Providing a basic education
for every child in the country should be among the very top priorities of the
federal government. State and local politics,
regional tendencies and any number of extraneous variables should not be
impediments to attaining that goal. Our
educators interactions with our children may be the only positive interactions
they have with an adult. This is not
about need or merit, nor is it about any of the other red herrings that
politicians like to throw out into this debate.
This is a nation-wide problem and it needs to be addressed in a serious
manner.
We do not intend to say or
even remotely imply that lack of education, poverty, bad neighborhoods or
whatever else can be tossed into the excuse pot are “valid” reasons for, or “causes”

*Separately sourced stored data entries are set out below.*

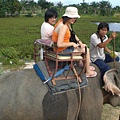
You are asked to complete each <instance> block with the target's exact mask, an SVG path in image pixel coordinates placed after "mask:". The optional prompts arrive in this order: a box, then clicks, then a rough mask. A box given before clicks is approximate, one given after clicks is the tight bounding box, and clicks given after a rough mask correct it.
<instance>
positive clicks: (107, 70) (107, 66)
mask: <svg viewBox="0 0 120 120" xmlns="http://www.w3.org/2000/svg"><path fill="white" fill-rule="evenodd" d="M93 63H94V64H96V65H97V67H98V68H99V69H100V72H101V77H103V75H104V73H105V72H106V71H108V70H110V67H109V66H108V65H107V64H106V63H105V62H104V61H103V60H102V59H97V60H96V61H95V62H93Z"/></svg>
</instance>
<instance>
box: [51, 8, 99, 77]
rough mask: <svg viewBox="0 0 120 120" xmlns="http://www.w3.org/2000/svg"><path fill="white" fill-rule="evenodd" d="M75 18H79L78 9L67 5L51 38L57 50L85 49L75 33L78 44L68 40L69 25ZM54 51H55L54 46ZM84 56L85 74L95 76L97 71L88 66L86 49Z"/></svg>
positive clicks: (88, 64) (70, 50)
mask: <svg viewBox="0 0 120 120" xmlns="http://www.w3.org/2000/svg"><path fill="white" fill-rule="evenodd" d="M77 18H80V15H79V14H78V9H77V8H76V7H67V8H66V10H65V14H64V15H63V16H62V18H61V19H60V20H59V21H58V22H57V23H56V24H55V27H54V31H53V35H52V40H53V42H54V43H56V45H57V49H58V52H78V51H85V46H86V45H85V44H83V43H82V42H81V41H80V40H79V38H78V37H77V36H76V35H75V38H76V41H77V42H78V43H79V44H76V43H75V42H70V37H71V33H70V30H71V25H72V24H74V23H75V22H76V20H77ZM79 46H81V47H79ZM54 51H56V49H55V48H54ZM86 58H87V63H86V76H87V77H95V76H96V75H97V73H96V72H95V71H94V70H95V68H94V67H93V66H91V67H90V55H89V50H88V49H87V56H86Z"/></svg>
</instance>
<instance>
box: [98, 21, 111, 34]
mask: <svg viewBox="0 0 120 120" xmlns="http://www.w3.org/2000/svg"><path fill="white" fill-rule="evenodd" d="M102 28H107V31H109V25H108V23H106V22H101V23H100V24H99V25H98V29H97V32H99V31H100V29H102Z"/></svg>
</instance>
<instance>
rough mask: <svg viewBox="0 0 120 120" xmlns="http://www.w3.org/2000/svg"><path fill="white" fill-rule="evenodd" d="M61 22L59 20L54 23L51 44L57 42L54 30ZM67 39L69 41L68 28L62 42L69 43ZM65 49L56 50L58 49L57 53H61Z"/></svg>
mask: <svg viewBox="0 0 120 120" xmlns="http://www.w3.org/2000/svg"><path fill="white" fill-rule="evenodd" d="M61 22H62V19H60V20H59V21H58V22H57V23H56V25H55V27H54V31H53V35H52V41H53V42H57V41H58V33H57V32H56V31H55V28H56V27H57V26H58V25H59V23H61ZM69 39H70V30H69V28H68V29H67V31H66V33H65V36H64V40H63V42H66V43H68V42H70V41H69ZM66 48H67V47H58V48H57V49H58V52H61V51H63V50H65V49H66ZM54 51H56V49H54Z"/></svg>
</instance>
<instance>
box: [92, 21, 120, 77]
mask: <svg viewBox="0 0 120 120" xmlns="http://www.w3.org/2000/svg"><path fill="white" fill-rule="evenodd" d="M108 31H109V25H108V24H107V23H106V22H101V23H100V24H99V25H98V29H97V32H96V33H94V34H92V35H91V38H90V58H91V61H92V63H94V64H96V65H97V67H98V68H99V69H100V72H101V77H103V75H104V73H105V72H106V71H107V70H109V69H110V67H109V66H108V65H107V63H108V62H112V61H114V59H113V58H112V57H111V55H110V54H111V53H112V52H113V51H111V50H110V49H109V48H108V47H107V44H108V43H109V42H110V41H112V40H114V38H115V37H116V33H115V32H112V34H111V36H110V37H109V38H108V36H107V35H106V34H107V32H108ZM105 52H107V54H106V53H105ZM115 60H116V61H119V58H118V57H117V58H115Z"/></svg>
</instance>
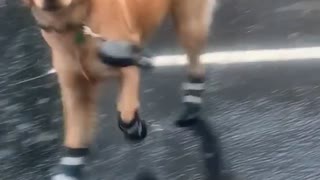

of violence in our society especially among our youth. That is simply not the case. Millions of Americans over generations and
hundreds of years have lived in less than ideal circumstances and have gone on
to be productive law abiding members of society. We cannot perform some type of “Mass mental
health evaluation” for every child or teenager in the country but, the more of
them we can teach – actually get into a classroom and keep them there - the
better off we will all be. Having our
youth as “students” allows for them to be casually observed and unofficially
evaluated by their educators on a daily basis and it is that level of scrutiny,
that noninvasive or confrontational observance that might help a teacher identifies
a legitimately “troubled” student before they drop out and pick up a knife…or a
gun. Our public schools lose hundreds of
students a month to the streets or town squares. In some of our largest cities, the biggest
urban school districts, the dropout rates are almost at 50%. That should be unacceptable to every person
in the country, to every voter, to every elected official be they members of a
local school board or the President of the United States.
Until we assume the responsibility
as a people to provide an equal education for every child we will continue our
slow but sure backsliding and it will continue to get worse.